Sou humano e nada do que é humano me é estranho. Aprecio muito esta citação do poeta romano Terêncio, que costumo usar como uma espécie de atestado de vacina contra as surpresas da vida. Mas esse negócio de vender a íris dos olhos em troca de uma identidade de ser humano, só para provar que não sou um robô, me parece mais do que estranho: é surreal, ilógico, antinatural e mais algum adjetivo de absurdidade que me falta agora no meu escasso vocabulário de imprecações leves.
Eu vi, com essas cansadas íris que tão cedo a terra não haverá de comer, uma mulher dizendo para a amiga na televisão:
— Acabei de vender o meu olho!
Claro que logo pensei em transplante de córnea ou algo do gênero, mesmo sabendo que a venda de órgãos é considerada crime em nosso país. Mas não era nada disso: a moça estava apenas contando que se submetera a um processo de escaneamento dos próprios olhos em troca de uma recompensa em criptomoedas, o dinheiro digital que pode ser convertido em dinheiro real. Por seu ato voluntário, também recebeu um certificado de humanidade da empresa multinacional que cataloga olhares e dados pessoais de homens e mulheres ao redor do mundo.

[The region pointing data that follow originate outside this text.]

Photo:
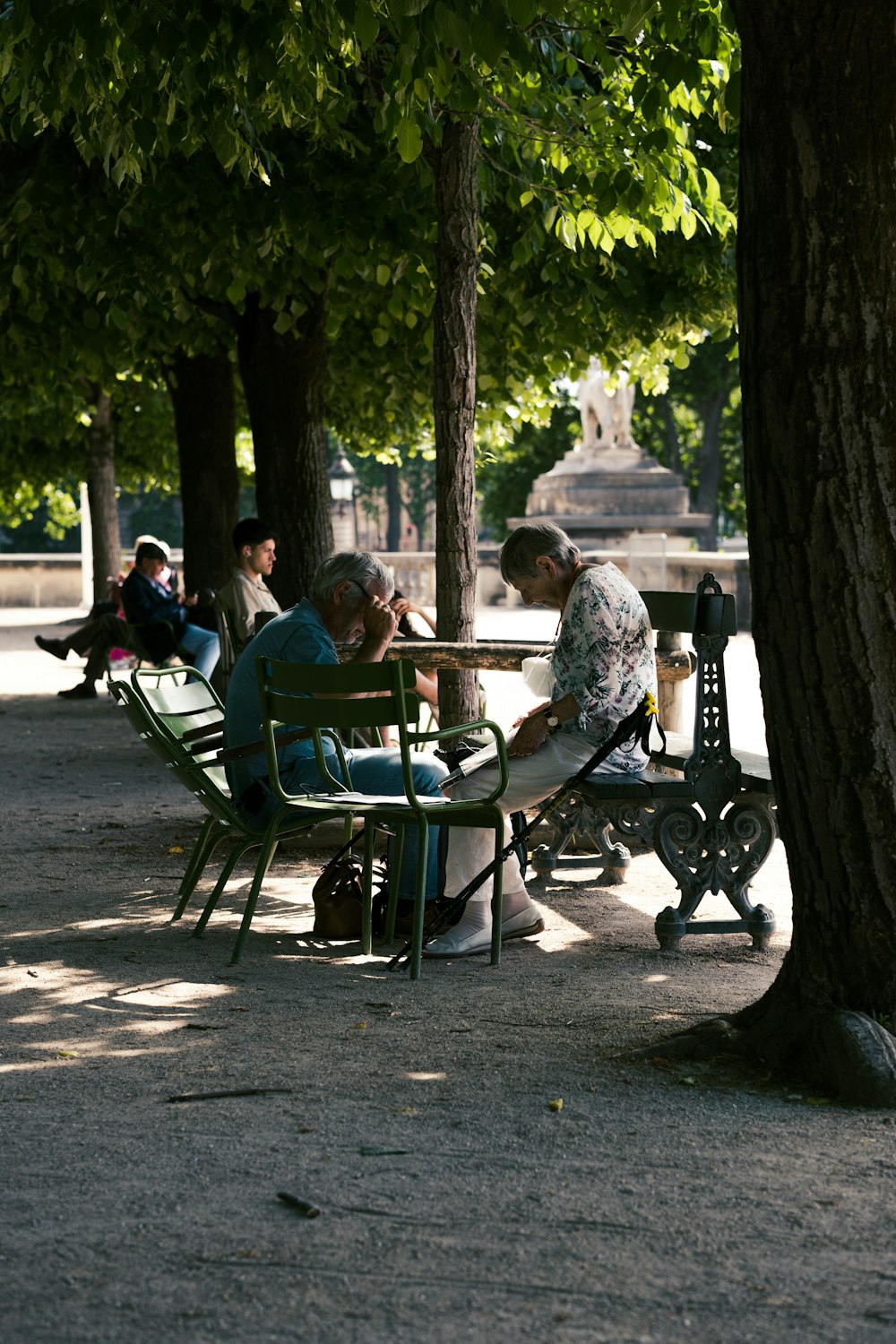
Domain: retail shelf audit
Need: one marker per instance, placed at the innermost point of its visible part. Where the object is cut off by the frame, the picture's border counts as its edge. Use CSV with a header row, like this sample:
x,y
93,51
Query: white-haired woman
x,y
602,667
349,599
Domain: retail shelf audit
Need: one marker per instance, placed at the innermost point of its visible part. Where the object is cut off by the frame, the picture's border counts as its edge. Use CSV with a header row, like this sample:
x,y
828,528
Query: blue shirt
x,y
297,636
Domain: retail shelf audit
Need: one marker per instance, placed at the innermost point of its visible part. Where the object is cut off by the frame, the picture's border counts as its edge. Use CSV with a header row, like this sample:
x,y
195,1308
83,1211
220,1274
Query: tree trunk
x,y
284,378
454,408
710,465
101,492
392,507
202,392
673,444
817,333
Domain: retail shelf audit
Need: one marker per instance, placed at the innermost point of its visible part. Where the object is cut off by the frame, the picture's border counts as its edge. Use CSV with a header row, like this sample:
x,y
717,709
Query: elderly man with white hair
x,y
349,599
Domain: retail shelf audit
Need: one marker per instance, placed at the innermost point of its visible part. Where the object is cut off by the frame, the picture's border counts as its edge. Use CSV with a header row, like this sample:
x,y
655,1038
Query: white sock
x,y
476,917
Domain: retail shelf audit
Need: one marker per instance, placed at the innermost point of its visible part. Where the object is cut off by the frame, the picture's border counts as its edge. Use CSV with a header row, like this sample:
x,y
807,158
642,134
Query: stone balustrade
x,y
56,580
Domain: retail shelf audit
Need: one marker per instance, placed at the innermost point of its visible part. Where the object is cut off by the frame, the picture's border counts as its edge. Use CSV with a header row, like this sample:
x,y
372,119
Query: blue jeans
x,y
203,647
379,771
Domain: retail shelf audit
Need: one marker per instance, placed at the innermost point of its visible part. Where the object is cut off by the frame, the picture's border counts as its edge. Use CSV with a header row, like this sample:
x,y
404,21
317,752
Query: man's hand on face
x,y
379,618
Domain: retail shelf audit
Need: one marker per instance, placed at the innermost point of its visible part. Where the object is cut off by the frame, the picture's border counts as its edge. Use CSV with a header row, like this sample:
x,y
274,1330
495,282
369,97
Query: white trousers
x,y
532,780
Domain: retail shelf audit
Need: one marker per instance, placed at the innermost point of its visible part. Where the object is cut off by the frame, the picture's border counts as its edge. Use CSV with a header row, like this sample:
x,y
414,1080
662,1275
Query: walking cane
x,y
635,728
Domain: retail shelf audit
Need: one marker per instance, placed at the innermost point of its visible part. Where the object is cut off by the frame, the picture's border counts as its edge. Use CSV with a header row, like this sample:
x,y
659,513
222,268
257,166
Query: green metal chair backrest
x,y
182,710
206,784
308,696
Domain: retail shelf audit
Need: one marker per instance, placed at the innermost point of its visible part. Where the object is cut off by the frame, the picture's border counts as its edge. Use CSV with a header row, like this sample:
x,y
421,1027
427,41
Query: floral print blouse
x,y
603,656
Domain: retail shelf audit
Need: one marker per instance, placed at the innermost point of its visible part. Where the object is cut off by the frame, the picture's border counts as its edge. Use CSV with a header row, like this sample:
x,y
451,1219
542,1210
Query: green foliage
x,y
161,171
673,427
504,473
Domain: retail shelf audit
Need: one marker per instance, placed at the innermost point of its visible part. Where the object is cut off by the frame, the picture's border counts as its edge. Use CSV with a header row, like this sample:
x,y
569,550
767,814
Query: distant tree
x,y
694,427
504,475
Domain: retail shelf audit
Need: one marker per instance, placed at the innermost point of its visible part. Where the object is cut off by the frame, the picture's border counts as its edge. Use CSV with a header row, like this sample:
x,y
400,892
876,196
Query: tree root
x,y
837,1051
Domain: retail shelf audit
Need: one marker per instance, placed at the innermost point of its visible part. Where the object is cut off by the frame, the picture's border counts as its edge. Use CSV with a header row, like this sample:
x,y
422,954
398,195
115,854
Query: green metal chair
x,y
373,695
179,717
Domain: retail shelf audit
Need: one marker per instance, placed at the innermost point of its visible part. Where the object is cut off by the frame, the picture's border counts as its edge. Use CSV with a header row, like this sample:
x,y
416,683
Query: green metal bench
x,y
712,828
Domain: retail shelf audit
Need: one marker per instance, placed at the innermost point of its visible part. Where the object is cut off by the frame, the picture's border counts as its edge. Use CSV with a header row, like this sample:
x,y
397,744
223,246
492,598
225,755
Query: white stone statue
x,y
610,410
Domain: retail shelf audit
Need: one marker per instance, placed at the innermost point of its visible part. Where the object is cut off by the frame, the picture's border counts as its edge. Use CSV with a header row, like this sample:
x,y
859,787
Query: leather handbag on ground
x,y
339,892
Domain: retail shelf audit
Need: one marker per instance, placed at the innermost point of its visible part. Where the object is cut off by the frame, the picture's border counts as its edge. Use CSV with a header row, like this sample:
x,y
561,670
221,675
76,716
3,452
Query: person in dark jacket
x,y
164,620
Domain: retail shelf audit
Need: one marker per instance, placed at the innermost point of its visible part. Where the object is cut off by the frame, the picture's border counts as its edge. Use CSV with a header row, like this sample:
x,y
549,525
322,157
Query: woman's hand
x,y
530,736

O World Network é um projeto da empresa Tools for Humanity e seu principal objetivo — segundo seus idealizadores — é ajudar a diferenciar humanos de robôs e inteligências artificiais. Parece até uma causa humanitária em tempos de vídeos manipulados por vigaristas digitais, com políticos e celebridades dizendo o que nunca disseram. Mas talvez não seja só isso. Há tantas dúvidas sobre o real interesse desses captores de íris que o negócio já está sendo proibido por países preocupados em proteger os dados pessoais dos seus cidadãos.
Podem me acusar de tecnofobia, mas já vou avisando: não vendo nem alugo meus olhos por criptodinheiro algum. Se algum dia precisar provar que sou humano de outra maneira que não seja decifrando aquelas letrinhas distorcidas dos testes de autentificação digital, alegarei que tive medo de escanear minhas íris — sentimento que os robôs ainda não conseguiram incorporar de forma convincente. Ainda!